Overall: Finding what is near lets you see what is within a set distance or tavel range of  a feature. Can monitor events in an area or find an area served by a facility or the features affected by an activity

  • Travel range is measured using distance, time, or cost. 

  • To find whats near you can measure straight-line distance, measure cost/distance over a network, or measure cost over a surface

  • Can calculate distance assuming the earth is flat (planar method) or curved (geodesic method)

    • Planar – good when area of interest is small like city, county, state

    • Geodesic – good for large areas such as large region, continent, or whole Earth

  • Once you have identified which feature are near source you can get a list of the features, a count, or a summary statistic 

    • Summary statistics can be: a total number, an amount by category, a statistical summary (mean, maximum, minimum, or standard deviation)
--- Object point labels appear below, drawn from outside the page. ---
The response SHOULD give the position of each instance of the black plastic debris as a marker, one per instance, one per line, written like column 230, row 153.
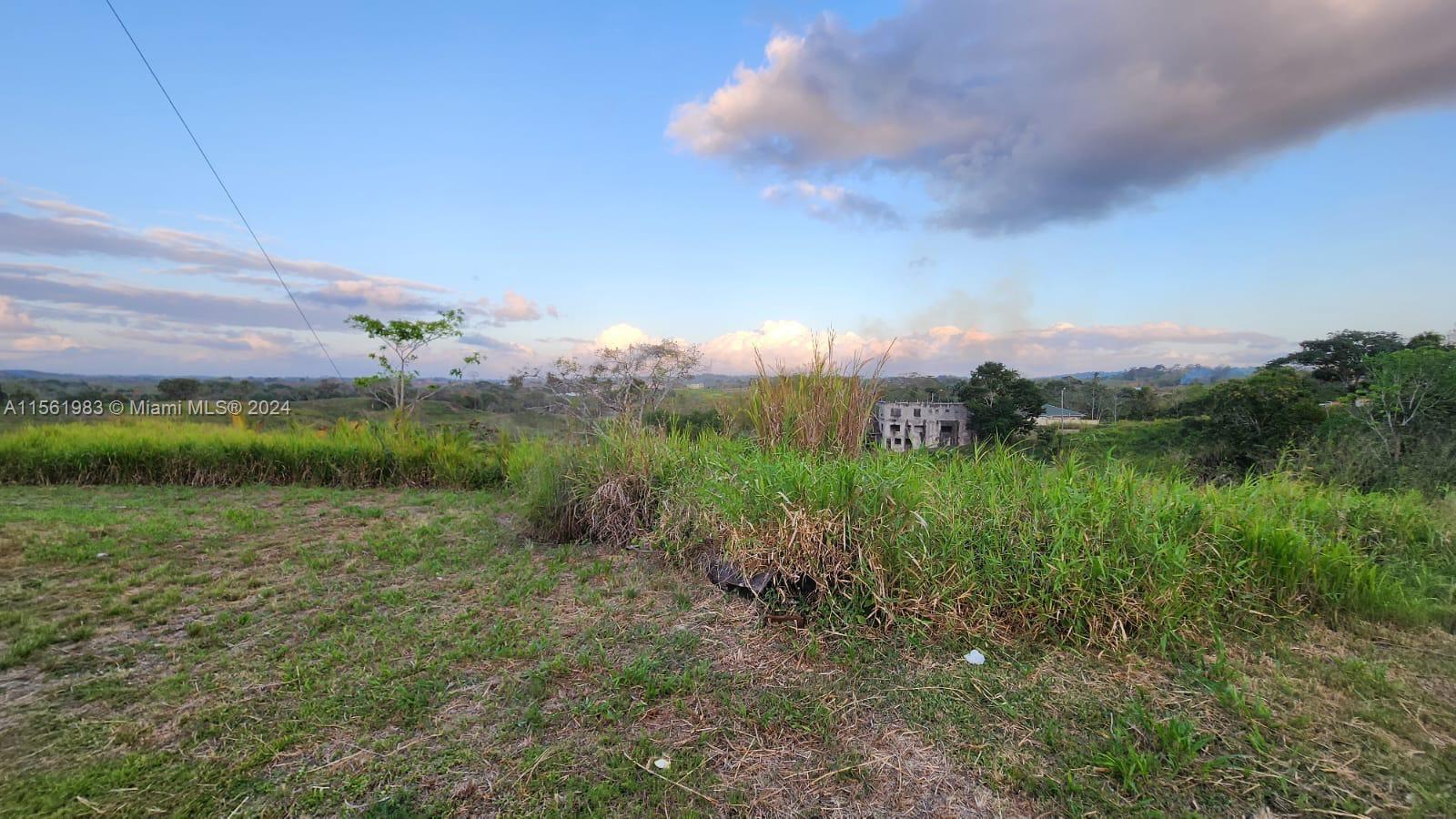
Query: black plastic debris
column 733, row 579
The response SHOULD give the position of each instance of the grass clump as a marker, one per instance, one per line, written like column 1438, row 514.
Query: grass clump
column 169, row 452
column 994, row 541
column 824, row 407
  • If you are specifying more than one range you can create either inclusive rings or distinct bands

    • Inclusive rings are useful for finding out how the total amount increase as the distance increases

    • Distinct bands are useful if you want to compare distance to other characteristics

  • Ways of finding what is nearby

    • Single-line distance: defining an area of influence around a feature, and creating a boundary or selecting features within the distance

    • Distance or cost over a network: measuring travel over a fixed infrastructure

    • Cost over a surface: measuring overland travel and calculating how much area is within a travel range

  • To create buffer you specify the source feature and the buffer distance, GIS draws line around feature, can have several source features with buffers around them

  • If you are finding individual locations near a source feature and you can GIS calculate the distance between each location and the closest source

Mitchell ch. 7: Mapping Change

Overall: GIS lets you map where thing move and knowing what’s changed can help you understand how thing behave over time, anticipate future conditions, or evaluate the results of an action or policy

  • Mapping change in character or magnitude shows you how condition in a place have changed. Change can be a feature or can be associated with a quantity with each feature

  • Can map discrete features that physically move or events that represent geographic phenomena that change location

    • Discrete features – change in character or in the quantity of an attribute associated with them

    • Data summatized by area – totals, percentages, or other quantities are associated with features within defined areas

    • Continuous categories – show the type of feature in a place, such as each land cover type

    • Continous values – these quantities are continuous, such as air pollution levels

  • Can map time 3 differnet ways:

    • A trend – change between two or more dates or timess

    • Before and after – conditions preceding and following an event

    • A cycle – change over a recurring time period, such as a day, month, or year

  • Snapshots show the condition at any given moment and are used to map phenomena that are continuous in time 

  • Summarizing is used for mapping discrete events in a particular place that are not continuous in time

  • Duration divided by the number of dates yields the interval

  • Number of dates you use depends on the consistency of the change

  • When calculating change in magnitude you subtract the numeric values associated with each feature

    • Can also calculate percentage to show which feature changed the most relative to their original value 

  • To measure change in type or category you sum the land area of each category and calculate the the actual or percentage difference between the dates

  • 3 Ways to map change:

    • Time series – Strong visual impact if change is substantial; shows conditions at each date/time

    • Tracking map – Easier to see movement and rate of change that with time series, especially if change is subtle

Measuring change – Shows actual difference in amounts or values

1 thought on “Jocelyn Weaver – Week 3”

  1. great notes. hopefully much of this (or at least some of it) will start to make more sense when you work thru the software tutorial, and put some into practice in the “exam.”